A rendered cube volume gif (left) and a depth map (right) are shown below:

No description has been provided for this image

2. Optimizing a basic implicit volume¶

Here is an optimized box volume of center (0.25, 0.25, 0.00) and side lengths (2.00, 1.50, 1.50):

No description has been provided for this image

3. Optimizing a Neural Radiance Field¶

I implemented the NeRF architecture in the original paper. I did not include view dependence for the lego bulldozer example. The hyperparameters in nerf_lego.yaml were used, and I obtained the following visualization:

No description has been provided for this image

4. NeRF Extras¶

4.1. View Dependence¶

I added view dependence by concatenating the direction harmonics with the penultimate hidden layer in the MLP, then feeding the concatenated output to the final hidden layer and producing the feature output. View dependence can be set in the yaml file by setting view_dependent = True. The results are shown below, and the specular reflections can be observed:

No description has been provided for this image

View dependence enables the modeling of specular reflections, which leads to more lifelike volumetric reconstructions of shiny materials. As described in the NeRF paper, however, view dependence is only added in the final hidden layers of the MLP to prevent overfitting. Overfitting to view-dependent effects at certain views negatively impacts generalization to new views, and may lead to unwanted lighting effects and artifacts in new views. Dedicating less layers to view dependent effects is therefore crucial for a good volumetric reconstruction.

5. Sphere Tracing¶

A torus rendered by my sphere tracing implementation is shown below:

No description has been provided for this image

Sphere tracing begins by initializing the points of intersection at the origins of the rays, $\mathbf{p}_i = \mathbf{o}_i$. The SDF $f$ is then evaluated at $\mathbf{p}_i$, and each point is updated by marching $f(\mathbf{p}_i)$ units forward on the ray, using the update rule $\mathbf{p}_i := \mathbf{p}_i + \mathbf{d}_i * f(\mathbf{p}_i)$. This is repeated until either the maximum allowed number of steps is reached, or until $f(\mathbf{p}_i) < \epsilon$ for some $\epsilon$. To make a parallel implementation easier, I kept performing updates on all the points $\mathbf{p}_i$ in a vectorized fashion until the maximum allowed number of steps was reached. At the end of the loop, a mask is made of all the points $\mathbf{p}_i$ such that $f(\mathbf{p}_i) < \epsilon = 10^{-5}$, which is a value I found sufficient to include all the points that actually converged.

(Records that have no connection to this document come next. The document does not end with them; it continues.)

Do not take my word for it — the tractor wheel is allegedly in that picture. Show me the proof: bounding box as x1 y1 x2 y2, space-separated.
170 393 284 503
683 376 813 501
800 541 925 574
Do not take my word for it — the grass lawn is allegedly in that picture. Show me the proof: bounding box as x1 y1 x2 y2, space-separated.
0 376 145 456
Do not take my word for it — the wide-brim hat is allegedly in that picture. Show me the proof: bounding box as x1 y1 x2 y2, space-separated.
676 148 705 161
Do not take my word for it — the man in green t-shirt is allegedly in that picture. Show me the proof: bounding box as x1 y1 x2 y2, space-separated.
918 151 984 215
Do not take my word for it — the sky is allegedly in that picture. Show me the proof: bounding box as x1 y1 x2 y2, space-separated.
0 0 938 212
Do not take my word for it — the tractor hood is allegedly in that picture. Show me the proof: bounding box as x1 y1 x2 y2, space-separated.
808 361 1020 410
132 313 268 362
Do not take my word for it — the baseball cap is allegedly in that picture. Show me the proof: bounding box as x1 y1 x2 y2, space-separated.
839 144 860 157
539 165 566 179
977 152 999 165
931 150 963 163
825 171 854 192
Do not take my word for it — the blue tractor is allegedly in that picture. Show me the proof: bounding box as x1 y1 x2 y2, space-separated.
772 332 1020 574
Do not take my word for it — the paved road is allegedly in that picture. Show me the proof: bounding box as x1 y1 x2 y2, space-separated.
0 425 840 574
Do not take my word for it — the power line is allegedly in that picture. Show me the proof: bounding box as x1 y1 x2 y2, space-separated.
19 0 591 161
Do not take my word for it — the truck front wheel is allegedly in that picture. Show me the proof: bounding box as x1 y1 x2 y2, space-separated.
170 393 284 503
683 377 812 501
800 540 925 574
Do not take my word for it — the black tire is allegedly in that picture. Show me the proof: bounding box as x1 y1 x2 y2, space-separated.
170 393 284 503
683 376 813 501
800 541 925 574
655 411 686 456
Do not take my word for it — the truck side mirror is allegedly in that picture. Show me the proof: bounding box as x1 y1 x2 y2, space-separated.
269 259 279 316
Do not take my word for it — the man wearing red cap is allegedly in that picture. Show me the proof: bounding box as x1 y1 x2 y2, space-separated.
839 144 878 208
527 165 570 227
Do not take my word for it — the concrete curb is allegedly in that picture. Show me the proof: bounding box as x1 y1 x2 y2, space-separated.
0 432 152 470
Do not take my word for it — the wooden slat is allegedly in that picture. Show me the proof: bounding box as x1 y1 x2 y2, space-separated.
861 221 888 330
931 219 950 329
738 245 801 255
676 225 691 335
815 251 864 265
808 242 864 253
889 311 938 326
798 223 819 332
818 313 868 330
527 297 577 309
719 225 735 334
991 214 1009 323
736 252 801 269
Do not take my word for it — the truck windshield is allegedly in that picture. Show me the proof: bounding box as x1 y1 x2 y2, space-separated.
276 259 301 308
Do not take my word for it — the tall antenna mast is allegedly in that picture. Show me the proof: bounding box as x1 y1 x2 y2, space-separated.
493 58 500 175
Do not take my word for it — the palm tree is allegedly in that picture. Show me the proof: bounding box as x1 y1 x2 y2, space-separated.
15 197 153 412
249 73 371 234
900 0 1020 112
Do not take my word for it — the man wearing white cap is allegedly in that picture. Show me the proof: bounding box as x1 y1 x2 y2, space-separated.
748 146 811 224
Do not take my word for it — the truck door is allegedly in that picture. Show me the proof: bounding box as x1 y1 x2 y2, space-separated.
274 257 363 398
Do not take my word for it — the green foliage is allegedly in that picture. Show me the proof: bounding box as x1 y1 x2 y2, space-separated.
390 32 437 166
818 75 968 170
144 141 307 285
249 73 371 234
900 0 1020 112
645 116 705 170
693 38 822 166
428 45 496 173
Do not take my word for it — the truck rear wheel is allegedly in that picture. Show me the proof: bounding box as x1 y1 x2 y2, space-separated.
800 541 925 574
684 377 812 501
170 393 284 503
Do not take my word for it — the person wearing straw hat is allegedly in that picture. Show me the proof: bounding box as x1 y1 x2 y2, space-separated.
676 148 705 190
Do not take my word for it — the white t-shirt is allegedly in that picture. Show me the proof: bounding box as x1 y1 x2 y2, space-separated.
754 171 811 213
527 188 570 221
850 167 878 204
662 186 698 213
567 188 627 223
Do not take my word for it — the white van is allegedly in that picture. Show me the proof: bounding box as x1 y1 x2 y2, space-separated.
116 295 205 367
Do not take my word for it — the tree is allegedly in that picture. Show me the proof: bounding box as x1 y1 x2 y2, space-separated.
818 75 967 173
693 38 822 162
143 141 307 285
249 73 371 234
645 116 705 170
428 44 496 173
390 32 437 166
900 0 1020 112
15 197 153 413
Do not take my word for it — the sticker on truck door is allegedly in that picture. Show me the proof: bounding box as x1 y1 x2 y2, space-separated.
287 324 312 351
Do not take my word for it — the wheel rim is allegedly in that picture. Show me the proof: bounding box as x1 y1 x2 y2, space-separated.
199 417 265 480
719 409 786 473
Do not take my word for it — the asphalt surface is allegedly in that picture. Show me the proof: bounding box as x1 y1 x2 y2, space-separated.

6. Optimizing a Neural SDF¶

I used the same architecture I used for NeRF: A 6 hidden layer MLP with 128 hidden units and ReLU activations outputting a distance function without a nonlinearity along with a feature vector. 4 harmonic functions are used for the positional encoding of the input point.

The network was trained for 10000 epochs at a learning rate of 0.0001. The other hyperparameters in points_surface.yaml were kept default. The eikonal loss is defined in eikonal_loss in losses.py. The input point cloud (left) and the output surface (right) are shown below:

No description has been provided for this image

7. VolSDF¶

For color prediction, the feature vector produced by the MLP described in Section 6 is input into 2 hidden layers then a sigmoid activated output. I implemented the SDF to density function described in section 3.1 of the VolSDF Paper.

Questions:

How does high beta bias your learned SDF? What about low beta?

The SDF to density function is the CDF of the Laplace distribution scaled by alpha. This is a smoothed version of the indicator function $\mathbf{1}_{\Omega}(x)$ that decreases from alpha in the interior to 0 in the exterior, and beta determines the slope of that decrease. A high beta leads to a smaller slope of decrease, which leads to a 'fuzzier' volume boundary and less sharp geometry, making the surface look as if it was smeared out. A low beta conversely leads to a larger slope of decrease, and leads to a sharper volume boundary and a more well defined transition.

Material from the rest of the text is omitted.